Tuesday February 18 NO CLASS TODAY

Evening of February 18 Screen the film Alice Doesn't Live Here Anymore (time and location tba)

Thursday February 20 Discuss the film Alice Doesn't Live Here Anymore. More on gender and representations of alientation.

Tuesday February 25 Group Projects/Poster Presentations this week.

Thursday February 27 Group Projects/Poster Presentations this week.

Tuesday March 4 Read Raymond Carver, What We Talk About When We Talk About Love pp. 1-46. Discuss Carver and short fiction as a genre.

Thursday March 6 Read Raymond Carver, What We Talk About When We Talk

About Love pp. 47-106. More on the elements of fiction and defining the "workingclass story." Discuss the Text-In-Context Essay and expectations for formal literary research papers.

March 11/13-NO CLASS

Tuesday March 18 Read Raymond Carver, What We Talk About When We Talk About Love pp. 107-159, Dorothy Allison, "Mama" (CP). More on workingclass fiction.

Thursday March 20 Read Jim Daniels, "Movie Stars" (CP). Discuss representations of the working class on television. Screen some sit-com excerpts. Prospectus for Text-In-Context Essay due today.

Tuesday March 25 Read excerpts from Karl Marx and Frederick Engels, The Communist Manifesto (CP). Discuss Marxism and class conflict. Watch clips from the film Clerks.

Thursday March 27 Read Rebecca Harding Davis, "Life in the Iron Mills" (11- 65). Discuss the preservation of working-class voices.

Tuesday April 1 Read Rebecca Harding Davis, "The Wife's Story" and "Anne" (177- 242). Discuss comparisons between nineteenth and twentieth century working-class representations.

Thursday April 3 Read Bruce Springsteen, Johnny Paycheck, and Johnny Cash lyrics (CP). Discuss the ethics of representation, image/persona/ethos, and who has the "right" to speak for the working class. Listen to select songs. Discuss country music and "blue-collar rock."

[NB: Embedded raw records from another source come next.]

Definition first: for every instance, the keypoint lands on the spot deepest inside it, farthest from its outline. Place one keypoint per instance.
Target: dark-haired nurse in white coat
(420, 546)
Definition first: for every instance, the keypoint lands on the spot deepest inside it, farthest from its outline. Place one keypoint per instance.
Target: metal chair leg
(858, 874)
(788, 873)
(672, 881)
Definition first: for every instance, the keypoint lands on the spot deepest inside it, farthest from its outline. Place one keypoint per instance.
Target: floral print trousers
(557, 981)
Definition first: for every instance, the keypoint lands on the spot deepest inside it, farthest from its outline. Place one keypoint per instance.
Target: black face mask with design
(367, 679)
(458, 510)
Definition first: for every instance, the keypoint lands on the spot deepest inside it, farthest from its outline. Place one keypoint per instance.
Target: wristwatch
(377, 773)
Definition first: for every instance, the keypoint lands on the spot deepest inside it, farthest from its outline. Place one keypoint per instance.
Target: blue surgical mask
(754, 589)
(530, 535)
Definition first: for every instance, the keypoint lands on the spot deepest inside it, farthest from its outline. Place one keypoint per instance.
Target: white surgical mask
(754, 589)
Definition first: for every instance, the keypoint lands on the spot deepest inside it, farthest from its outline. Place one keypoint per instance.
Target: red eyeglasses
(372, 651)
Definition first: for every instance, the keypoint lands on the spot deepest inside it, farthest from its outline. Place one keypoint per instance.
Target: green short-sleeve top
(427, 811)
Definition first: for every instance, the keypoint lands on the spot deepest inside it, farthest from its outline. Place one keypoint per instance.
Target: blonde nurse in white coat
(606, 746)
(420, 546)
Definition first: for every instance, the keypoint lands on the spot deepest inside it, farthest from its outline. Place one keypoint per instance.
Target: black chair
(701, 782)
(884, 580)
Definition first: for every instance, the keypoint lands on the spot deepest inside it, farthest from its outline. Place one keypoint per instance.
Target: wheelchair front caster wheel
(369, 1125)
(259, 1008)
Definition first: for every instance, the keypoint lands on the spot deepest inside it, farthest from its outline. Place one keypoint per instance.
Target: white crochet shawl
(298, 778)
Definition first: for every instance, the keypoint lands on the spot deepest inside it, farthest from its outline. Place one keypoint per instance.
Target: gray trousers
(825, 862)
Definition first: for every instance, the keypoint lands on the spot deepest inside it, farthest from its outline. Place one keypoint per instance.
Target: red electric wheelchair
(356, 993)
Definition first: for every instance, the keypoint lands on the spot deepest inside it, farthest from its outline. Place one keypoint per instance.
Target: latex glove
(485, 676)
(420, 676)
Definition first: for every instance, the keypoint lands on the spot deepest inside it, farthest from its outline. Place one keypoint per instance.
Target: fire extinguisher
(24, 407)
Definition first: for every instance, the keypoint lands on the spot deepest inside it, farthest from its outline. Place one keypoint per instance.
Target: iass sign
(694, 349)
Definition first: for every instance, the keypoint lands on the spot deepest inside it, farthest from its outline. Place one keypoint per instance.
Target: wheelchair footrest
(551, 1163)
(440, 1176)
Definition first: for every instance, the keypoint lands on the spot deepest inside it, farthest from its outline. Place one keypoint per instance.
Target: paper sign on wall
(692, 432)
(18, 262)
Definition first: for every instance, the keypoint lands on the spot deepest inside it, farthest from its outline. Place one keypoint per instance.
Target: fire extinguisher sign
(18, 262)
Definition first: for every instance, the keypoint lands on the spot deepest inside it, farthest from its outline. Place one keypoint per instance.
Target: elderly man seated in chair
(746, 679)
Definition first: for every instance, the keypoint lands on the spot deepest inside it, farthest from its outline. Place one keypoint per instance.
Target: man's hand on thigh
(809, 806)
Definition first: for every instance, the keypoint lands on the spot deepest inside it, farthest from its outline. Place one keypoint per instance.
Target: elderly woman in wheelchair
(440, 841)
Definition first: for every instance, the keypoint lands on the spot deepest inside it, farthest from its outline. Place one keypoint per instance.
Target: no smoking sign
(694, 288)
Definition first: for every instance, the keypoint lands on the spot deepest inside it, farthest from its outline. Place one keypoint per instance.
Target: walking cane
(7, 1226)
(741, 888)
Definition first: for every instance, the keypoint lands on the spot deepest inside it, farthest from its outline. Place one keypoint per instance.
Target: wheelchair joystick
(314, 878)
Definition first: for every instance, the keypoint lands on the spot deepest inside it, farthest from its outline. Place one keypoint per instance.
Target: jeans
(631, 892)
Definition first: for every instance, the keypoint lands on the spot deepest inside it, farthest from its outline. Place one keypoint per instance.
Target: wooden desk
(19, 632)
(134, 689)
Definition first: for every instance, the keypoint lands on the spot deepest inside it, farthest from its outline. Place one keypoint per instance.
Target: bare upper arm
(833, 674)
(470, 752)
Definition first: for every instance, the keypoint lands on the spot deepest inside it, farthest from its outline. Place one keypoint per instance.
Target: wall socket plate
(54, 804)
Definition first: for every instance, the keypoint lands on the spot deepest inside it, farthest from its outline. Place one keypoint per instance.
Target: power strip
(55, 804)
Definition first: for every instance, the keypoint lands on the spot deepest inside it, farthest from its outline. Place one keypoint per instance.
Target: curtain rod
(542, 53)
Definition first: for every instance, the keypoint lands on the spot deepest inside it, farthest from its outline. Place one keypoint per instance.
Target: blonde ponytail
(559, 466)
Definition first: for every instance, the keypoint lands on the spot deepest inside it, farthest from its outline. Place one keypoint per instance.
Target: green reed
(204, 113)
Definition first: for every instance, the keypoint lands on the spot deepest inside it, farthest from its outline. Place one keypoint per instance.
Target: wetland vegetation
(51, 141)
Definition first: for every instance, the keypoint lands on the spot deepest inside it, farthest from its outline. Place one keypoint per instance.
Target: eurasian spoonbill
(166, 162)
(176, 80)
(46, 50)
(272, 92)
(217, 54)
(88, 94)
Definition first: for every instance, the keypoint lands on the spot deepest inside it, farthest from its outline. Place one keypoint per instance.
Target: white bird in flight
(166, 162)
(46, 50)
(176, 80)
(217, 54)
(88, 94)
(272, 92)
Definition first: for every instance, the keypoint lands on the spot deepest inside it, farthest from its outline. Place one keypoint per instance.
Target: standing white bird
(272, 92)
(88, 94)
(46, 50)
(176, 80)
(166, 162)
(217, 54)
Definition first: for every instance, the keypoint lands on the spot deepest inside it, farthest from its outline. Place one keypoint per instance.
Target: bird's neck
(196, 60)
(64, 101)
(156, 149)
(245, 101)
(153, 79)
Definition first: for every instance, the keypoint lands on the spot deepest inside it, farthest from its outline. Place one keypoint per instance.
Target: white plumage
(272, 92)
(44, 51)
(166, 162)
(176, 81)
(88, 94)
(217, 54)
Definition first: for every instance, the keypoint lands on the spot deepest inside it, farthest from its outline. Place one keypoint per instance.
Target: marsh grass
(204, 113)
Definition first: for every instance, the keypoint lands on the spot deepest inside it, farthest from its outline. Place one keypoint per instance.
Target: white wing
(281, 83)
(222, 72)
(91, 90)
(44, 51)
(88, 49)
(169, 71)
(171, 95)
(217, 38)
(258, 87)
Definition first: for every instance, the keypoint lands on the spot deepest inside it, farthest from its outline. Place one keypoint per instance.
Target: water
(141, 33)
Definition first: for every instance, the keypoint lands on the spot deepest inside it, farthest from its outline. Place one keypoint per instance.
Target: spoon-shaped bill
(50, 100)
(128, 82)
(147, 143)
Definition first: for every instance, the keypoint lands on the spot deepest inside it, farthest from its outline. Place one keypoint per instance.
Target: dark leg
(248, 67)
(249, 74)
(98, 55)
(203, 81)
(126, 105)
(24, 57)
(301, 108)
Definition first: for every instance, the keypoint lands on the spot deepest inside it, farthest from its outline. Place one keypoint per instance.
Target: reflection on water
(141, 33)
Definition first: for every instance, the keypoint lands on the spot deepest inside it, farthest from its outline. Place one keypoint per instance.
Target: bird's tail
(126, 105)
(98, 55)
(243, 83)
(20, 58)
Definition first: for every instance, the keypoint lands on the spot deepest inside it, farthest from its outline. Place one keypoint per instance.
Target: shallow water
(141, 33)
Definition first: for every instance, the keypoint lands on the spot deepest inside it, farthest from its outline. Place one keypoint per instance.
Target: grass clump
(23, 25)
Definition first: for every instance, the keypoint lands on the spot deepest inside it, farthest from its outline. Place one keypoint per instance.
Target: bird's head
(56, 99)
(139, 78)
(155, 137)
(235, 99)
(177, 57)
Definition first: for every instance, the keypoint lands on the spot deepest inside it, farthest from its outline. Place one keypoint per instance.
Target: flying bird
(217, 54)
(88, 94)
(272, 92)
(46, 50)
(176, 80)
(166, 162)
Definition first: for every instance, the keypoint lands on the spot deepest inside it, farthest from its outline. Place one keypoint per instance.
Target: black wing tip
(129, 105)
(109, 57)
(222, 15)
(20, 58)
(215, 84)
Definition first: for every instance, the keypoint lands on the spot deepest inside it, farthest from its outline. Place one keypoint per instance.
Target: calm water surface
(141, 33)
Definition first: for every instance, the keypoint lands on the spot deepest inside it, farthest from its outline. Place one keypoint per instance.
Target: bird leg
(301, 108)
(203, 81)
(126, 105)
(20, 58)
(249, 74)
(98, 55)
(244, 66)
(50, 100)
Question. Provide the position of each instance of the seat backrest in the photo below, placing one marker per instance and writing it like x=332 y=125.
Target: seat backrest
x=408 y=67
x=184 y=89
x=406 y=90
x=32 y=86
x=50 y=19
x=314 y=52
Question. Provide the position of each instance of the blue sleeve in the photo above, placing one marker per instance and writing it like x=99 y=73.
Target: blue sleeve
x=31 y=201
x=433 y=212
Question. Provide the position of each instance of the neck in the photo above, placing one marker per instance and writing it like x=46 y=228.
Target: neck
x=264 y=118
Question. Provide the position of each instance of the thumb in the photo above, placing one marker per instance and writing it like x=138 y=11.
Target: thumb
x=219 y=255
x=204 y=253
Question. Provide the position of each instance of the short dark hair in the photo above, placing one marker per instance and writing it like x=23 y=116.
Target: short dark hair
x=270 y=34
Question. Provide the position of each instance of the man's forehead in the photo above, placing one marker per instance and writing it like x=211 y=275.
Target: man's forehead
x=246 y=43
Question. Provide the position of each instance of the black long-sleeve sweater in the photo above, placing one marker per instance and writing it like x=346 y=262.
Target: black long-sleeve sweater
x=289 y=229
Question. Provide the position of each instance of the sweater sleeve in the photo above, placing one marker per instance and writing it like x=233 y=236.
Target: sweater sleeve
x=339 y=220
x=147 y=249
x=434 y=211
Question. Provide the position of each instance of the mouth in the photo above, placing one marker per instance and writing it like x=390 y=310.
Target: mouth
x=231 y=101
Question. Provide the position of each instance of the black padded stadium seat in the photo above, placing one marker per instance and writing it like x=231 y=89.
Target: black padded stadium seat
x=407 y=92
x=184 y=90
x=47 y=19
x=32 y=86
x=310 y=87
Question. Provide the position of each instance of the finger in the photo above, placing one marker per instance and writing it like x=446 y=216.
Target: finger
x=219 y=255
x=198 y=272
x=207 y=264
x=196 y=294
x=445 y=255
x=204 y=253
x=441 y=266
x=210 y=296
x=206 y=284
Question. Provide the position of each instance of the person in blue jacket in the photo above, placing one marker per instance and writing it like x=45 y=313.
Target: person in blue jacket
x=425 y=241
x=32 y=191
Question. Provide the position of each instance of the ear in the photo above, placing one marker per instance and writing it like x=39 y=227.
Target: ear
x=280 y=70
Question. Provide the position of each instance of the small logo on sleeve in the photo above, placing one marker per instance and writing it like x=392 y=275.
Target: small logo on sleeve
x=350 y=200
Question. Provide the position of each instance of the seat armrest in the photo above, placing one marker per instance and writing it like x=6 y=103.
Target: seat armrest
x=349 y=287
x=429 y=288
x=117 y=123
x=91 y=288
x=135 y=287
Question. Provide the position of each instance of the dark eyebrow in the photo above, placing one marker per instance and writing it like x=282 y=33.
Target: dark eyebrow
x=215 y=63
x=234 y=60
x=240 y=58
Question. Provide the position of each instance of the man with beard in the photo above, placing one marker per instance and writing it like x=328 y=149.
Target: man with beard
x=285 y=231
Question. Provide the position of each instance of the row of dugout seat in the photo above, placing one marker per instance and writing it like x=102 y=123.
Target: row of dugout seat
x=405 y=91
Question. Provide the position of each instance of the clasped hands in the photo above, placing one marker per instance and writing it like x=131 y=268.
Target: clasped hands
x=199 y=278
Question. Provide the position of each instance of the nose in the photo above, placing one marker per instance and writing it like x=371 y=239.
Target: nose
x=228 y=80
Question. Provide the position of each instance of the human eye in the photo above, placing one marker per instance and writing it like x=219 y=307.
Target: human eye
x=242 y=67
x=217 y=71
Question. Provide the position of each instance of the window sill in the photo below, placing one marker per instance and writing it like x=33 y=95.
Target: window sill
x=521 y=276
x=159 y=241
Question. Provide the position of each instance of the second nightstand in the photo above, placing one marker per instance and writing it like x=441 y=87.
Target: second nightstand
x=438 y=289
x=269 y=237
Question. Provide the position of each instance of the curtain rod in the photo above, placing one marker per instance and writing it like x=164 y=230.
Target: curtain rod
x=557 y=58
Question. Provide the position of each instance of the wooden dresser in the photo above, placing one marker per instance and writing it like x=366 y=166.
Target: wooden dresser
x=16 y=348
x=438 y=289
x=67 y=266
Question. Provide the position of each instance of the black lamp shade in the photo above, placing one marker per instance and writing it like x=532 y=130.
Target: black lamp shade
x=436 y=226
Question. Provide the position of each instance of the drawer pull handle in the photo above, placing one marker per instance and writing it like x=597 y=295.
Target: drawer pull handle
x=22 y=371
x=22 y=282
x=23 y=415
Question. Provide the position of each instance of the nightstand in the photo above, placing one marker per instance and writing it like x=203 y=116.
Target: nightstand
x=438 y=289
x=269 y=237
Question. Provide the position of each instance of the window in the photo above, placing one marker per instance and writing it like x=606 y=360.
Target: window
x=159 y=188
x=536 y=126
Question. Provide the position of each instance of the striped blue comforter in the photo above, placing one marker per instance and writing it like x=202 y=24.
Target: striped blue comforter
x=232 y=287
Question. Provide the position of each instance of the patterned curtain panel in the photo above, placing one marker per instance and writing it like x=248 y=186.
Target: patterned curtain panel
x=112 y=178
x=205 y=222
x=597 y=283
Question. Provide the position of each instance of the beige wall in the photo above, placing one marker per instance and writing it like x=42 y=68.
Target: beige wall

Tuesday April 8 Read Chester Himes, If He Hollers Let Him Go chs. 1-11. Discuss race and social class and Himes' career.

Thursday April 10 Read Chester Himes, If He Hollers Let Him Go chs. 12- 22. Discuss the relationship between genre fiction and working-class literature.

By Friday April 11 By 5:00 p.m. today, I should have received a rough draft of your Text- In-Context Essay (via email, my mailbox, or in person in my office).

Tuesday April 15 Classes canceled for one-on-one conferences to discuss final paper.

Thursday April 17 Classes canceled for one-on-one conferences to discuss final paper.

Tuesday April 22 Course Evaluations. Discuss the semester

Thursday April 24 Final Draft of Text-in-Context Essay due. End-of-semester party.